Eagle – the 1950s Comic

The Works describes itself as Britain’s Leading Discount Book Store. I think that their branches are worth dropping into from time to time - good value on UK road atlases. When I saw this volume, and being a man of a certain age, I had to buy it, having fancied it when it first came out in 2007 - at three times the price I paid in The Works.

There is a good account on Wikipedia of Eagle and its seminal influence. It was a weekly comic printed in colour aimed at teenage boys, launched in April 1950. Every year Eagle produced an annual, so this volume’s title is a bit of a misnomer being a collation of material selected by Daniel Tatarsky from Eagle’s best decade, the 1950s. It certainly educated and entertained in a wholesome way, and with its emphasis on space flight (Dan Dare Pilot of the Future, subject of a recent Science Museum exhibition) and excellent cutaways of engineering achievements (in 1953 ‘British Cars for Export – the Vauxhall Velox’, but also in 1956 the German pocket battleship Graf Spee scuttled in 1939), it anticipated Harold Wilson’s vision of a Britain of white–hot technology. In fact, its editor had an exaggerated view of the rate of progress likely in aerospace, and a limited appreciation of the potential for the development of electronics and eventually IT. Reflecting its period, not much attention was paid to football, and none at all to pop music or TV, at least in this selection. Apparently works by the young Gerald Scarfe and David Hockney appeared in the Eagle, but not in this volume, as far as I can tell.
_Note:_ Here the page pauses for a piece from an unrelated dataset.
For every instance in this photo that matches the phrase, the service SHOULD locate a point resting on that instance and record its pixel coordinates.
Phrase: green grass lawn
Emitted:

Some items which struck me:

The size of the Royal Navy at the time of the Coronation Fleet Review at Spithead in 1953 – numerous battleships (scrapped shortly afterwards), eight aircraft carriers in line and scores of lesser ships (pages 90/1). (Coincidentally, the Graf Spee had represented Germany at the previous Coronation Fleet Review in 1937.) For sure, there will be nothing like it ever again – even the French are now feeling sorry for the RN, despite Trafalgar and Mers-el-Kébir.


Numerous articles from the Eagle Special Investigator, Macdonald Hastings, father of Max, who has recently written about his upbringing in Did You Really Shoot the Television?: A Family Fable. Not quite the set-up that the parents paying for Eagle, anxious at the time to divert their grammar school-directed offspring from Beano and Dandy, might have expected.

A Reader’s Letter (paid 5/- ie 25p, but worth about £10 now) in 1951 (page 43) from a David Irving of Hutton, Essex: “I think it is a deplorable hobby for boys to throw messages inside bottles into the sea. When they reach the shore they invariably break and can thus cause many accidents.” This might be the writer, David Irving (b 1938), whose details can also be found on Wikipedia, for anyone not aware of him.

Fans of ‘The King’s Speech’ would like ‘The King Speaks’ (pages 40/1), a diagram of the Royal microphones, GPO land lines, BBC transmitters and control rooms etc. needed for ‘HM The King’s Christmas Broadcast’ to travel from Sandringham to the “four corners of the Empire” “with the same velocity as that with which light is transmitted from the sun. … so that His Majesty’s voice travels once around the earth in one-seventh of a second.”

Apart from its preoccupation with technology, some obsolescent even at the time, the attitudes and values which Eagle embodied seem to belong to a lost world. Oddly, the Eagle’s 1950s seem beyond halfway from the present to the 1890s (Sherlock Holmes's fictional heyday), even with the two world wars in the interim.

The Dan Dare Corporation owns the global media rights to the Eagle comic and the comic strip 'Dan Dare'.